The Holocaust: the past and the present
The voice of the aged woman describing her decision not to give her grandmother sleeping pills to ease her suffering on the train steaming toward Dachau as students and teachers stood motionless before the screen encapsulated the horror of the Holocaust.
That was the scene as a group of Garden students visited the Harriet and Kenneth Kupferberg Holocaust Research Center at Queensborough Community College. Our visit was enhanced by the presence of Mark Kupferberg, Garden class of 1973, whose family provided the funds for this project. Mark’s two sisters, Anne, Garden class of 1974 and Sarah, who attended Garden , all were present for the opening of the research center earlier this fall. You may also recognize the Kupferberg name from the Kupferberg Center for the Arts at Queens College.
The Research Center combines exhibits, a library, lectures, and most importantly, the testimony of Holocaust survivors. After viewing a short film about the search for a family after the war, our students were taken on a tour of the center, which include art works, interactive screens detailing the history of the Holocaust; they also had the opportunity to ask questions of the Center’s Executive Director, Dr. Arthur Flug.
What gives this Holocaust Center a special focus is that in the lecture room, there are striking visual exhibits detailing the seven major holocausts of the twentieth century.
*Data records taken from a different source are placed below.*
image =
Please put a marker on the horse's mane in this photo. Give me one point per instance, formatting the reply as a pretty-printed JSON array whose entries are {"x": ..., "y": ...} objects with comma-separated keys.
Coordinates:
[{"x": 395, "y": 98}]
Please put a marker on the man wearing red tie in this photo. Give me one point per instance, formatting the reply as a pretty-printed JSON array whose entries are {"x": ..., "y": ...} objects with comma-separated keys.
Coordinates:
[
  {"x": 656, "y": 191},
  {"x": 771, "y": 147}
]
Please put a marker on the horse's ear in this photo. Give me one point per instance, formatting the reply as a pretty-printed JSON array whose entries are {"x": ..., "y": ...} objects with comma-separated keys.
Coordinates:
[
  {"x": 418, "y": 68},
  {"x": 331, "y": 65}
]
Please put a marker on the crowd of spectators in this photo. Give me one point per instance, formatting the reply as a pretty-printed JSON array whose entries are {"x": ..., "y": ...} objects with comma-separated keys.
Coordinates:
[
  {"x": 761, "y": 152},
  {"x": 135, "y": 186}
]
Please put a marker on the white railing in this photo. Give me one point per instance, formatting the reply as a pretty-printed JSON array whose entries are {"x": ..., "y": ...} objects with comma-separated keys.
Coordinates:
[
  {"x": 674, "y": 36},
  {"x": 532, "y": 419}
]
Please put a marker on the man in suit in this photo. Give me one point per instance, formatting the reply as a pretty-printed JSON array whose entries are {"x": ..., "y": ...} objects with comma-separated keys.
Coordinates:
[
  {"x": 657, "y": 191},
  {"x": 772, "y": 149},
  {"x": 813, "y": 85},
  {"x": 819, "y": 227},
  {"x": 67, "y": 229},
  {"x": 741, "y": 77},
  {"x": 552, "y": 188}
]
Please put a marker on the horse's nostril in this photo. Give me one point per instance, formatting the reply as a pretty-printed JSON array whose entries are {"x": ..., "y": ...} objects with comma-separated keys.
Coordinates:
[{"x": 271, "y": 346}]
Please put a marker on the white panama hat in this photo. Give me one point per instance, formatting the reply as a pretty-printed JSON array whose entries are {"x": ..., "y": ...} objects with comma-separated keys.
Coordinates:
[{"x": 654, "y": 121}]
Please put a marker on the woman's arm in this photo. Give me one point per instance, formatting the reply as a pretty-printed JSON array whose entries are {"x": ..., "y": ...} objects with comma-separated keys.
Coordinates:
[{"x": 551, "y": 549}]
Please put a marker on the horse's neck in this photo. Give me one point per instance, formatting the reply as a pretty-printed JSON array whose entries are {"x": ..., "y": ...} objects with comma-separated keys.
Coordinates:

This part of the center has particular value in furthering the missions which is to foster the historical memory of the Holocaust but also to understand that throughout history there have been numerous other examples of this kind of human behavior. The center also presents further information on current hate crimes as it works toward fulfilling both its historical mission and to help student understand the cause of this type of behavior so that holocausts can be removed from the palette of human behavior.